Alors nous avons choisi un cheminement un peu plus long, un peu plus long que la voie normale même (départ de 2325 m) et qui partait d'El Portillo (de la Villa) à 1950 mètres, où s'arrête la forêt de pins. Nous nous sommes fait déposer là par le bus quotidien qui part, à 9h15, de la ville côtière de Puerto de la Cruz pour se rendre au Parador de Cañadas del Teide. On a eu juste peur à un moment, à la station de bus, de s'être trompés, et d'aller au rendez-vous d'une sortie randonnée d'un club du 3ème âge allemand. Tout le monde avait l'air content de se trouver là. Pour les topo-guides classiques, vous pouvez utiliser, en espagnol, Los techos de España, de J.M. Hernandez, qu'on peut trouver dans une librairie spécialisée de montagne, à Barcelone, près de la Iglesia de Santa Maria del Pi du barrio gotico (Llibreria Quera, 2 Calle Petritxol) ou Trekking en Afrique, guide des meilleurs itinéraires, de S. Ardito, aux éditions Gründ. Voici aussi, le lien d'un blog, extrêmement complet et intéressant pour préparer son ascension et son voyage à Tenerife, .
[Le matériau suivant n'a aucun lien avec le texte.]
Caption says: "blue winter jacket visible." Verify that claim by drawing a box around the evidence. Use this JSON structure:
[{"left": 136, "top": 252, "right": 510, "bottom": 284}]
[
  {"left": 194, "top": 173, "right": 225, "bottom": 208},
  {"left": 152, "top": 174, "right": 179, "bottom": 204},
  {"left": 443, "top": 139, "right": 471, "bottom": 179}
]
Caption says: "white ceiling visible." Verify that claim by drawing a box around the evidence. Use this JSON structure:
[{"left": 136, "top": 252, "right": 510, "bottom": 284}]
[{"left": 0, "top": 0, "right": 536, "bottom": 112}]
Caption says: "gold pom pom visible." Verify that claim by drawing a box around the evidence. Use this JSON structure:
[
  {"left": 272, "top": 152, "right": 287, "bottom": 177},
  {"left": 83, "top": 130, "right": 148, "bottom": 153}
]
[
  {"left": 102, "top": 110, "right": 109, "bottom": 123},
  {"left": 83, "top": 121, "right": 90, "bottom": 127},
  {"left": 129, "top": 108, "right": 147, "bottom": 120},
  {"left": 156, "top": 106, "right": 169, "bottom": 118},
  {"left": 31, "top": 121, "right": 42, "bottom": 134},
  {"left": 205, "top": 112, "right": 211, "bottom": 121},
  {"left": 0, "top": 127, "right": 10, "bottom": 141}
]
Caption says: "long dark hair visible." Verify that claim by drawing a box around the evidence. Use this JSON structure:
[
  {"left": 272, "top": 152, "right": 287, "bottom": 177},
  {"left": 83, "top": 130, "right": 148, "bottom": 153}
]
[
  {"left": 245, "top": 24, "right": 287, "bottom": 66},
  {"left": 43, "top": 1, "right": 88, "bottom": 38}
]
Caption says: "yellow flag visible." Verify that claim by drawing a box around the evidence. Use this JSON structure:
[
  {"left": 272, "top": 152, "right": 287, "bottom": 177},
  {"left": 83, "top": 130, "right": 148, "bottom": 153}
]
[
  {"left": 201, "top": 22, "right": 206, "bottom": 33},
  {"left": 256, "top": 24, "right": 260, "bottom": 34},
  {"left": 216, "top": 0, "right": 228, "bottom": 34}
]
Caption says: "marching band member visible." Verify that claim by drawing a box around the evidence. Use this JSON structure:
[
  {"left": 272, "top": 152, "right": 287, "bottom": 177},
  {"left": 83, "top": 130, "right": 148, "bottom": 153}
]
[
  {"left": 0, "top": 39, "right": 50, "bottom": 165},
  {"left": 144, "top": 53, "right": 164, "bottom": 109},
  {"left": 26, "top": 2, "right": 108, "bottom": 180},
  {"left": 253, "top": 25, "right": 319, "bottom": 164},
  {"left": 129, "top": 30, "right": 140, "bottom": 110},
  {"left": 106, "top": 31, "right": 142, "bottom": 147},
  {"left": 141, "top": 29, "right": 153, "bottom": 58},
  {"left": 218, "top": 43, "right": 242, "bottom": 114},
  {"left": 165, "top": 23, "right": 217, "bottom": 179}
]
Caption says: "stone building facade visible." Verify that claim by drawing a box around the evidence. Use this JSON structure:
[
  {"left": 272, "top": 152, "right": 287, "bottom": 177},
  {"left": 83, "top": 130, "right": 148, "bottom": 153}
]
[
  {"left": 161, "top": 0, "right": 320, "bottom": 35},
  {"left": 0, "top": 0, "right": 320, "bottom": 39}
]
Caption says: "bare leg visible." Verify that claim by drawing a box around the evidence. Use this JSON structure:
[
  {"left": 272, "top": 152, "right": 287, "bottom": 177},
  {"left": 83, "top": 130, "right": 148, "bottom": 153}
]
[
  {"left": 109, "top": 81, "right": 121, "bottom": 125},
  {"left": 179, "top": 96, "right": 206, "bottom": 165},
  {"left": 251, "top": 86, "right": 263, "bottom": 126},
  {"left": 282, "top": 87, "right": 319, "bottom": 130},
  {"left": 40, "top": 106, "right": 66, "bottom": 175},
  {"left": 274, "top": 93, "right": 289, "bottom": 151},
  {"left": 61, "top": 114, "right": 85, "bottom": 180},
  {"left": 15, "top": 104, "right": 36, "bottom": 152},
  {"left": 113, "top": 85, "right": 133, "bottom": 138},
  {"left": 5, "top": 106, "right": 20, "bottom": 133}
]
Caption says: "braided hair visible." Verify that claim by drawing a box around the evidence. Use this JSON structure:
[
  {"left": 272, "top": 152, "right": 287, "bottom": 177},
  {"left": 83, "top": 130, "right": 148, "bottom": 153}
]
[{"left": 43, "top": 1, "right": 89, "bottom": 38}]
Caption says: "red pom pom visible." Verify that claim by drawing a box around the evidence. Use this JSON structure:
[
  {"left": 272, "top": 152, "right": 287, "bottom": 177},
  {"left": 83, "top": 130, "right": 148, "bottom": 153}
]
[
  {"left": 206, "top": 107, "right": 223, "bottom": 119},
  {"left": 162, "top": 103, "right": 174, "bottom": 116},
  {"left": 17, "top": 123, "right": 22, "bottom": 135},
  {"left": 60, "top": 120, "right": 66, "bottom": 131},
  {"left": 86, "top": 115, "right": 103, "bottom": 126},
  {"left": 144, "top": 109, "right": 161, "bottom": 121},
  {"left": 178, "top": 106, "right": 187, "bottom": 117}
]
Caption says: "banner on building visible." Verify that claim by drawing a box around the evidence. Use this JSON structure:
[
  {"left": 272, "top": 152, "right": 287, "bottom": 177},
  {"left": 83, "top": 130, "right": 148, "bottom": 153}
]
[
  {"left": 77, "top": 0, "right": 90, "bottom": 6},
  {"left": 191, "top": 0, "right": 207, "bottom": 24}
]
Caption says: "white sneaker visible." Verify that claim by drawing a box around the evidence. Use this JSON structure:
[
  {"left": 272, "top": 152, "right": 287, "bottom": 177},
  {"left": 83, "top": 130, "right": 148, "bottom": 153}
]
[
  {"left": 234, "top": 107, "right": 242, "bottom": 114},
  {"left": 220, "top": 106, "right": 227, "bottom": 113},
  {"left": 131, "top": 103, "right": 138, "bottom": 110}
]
Etaient donc au programme au moins 1300 mètres environ de dénivelé positif pour atteindre le refuge d'altavista, (voir photo 2 ci-dessous) à 3260 mètres, où nous comptions passer la nuit pour achever l'ascension au petit matin et voir le levé de soleil.
A titre indicatif, il faut savoir que le sommet est libre d'accès qu'avant 9h le matin et qu'après 17h le soir, avec la preuve du paiement de la nuit du refuge. Pour le reste de la journée, il faut avoir sollicité une réservation au préalable, un peu de temps à l'avance, pour un créneau horaire : cinquante personnes sont autorisées à faire l'ascension finale, à partir de la gare d'arrivée du téléphérique, par tranche de deux heures. On touche là une des contradictions du système. En effet, le refuge et le téléphérique sont exploités par la même entreprise. Alors, on bourre un maximum les cabines et après, on est obligé de limiter la fréquentation, que l'on surveille étroitement pour cause de classement en parc national, depuis au patrimoine de l'humanité de l'U.N.E.S.C.O.. Le sommet au dessus du cratère est aussi étroit et peu étendu, entre les fumeroles de souffre. Le refuge n'est pas donné (20 euros la nuit, sans service de restauration), les dortoirs inaccessibles à partir de 6h30 du matin (7h15 pour Claire!!!) jusqu'à 17heures, je crois. Il y a des machines automatiques qui pour la modique somme de 4 euros, vous vendent un coca, un sprite ou autres sodas divers, ou pour deux euros un café. Mais, il faut reconnaître que c'est impeccablement propre (notamment les toilettes), qu'on vous prête des couettes pour la nuit et qu'il peut être chauffé. Chacun y trouvera source à palabres.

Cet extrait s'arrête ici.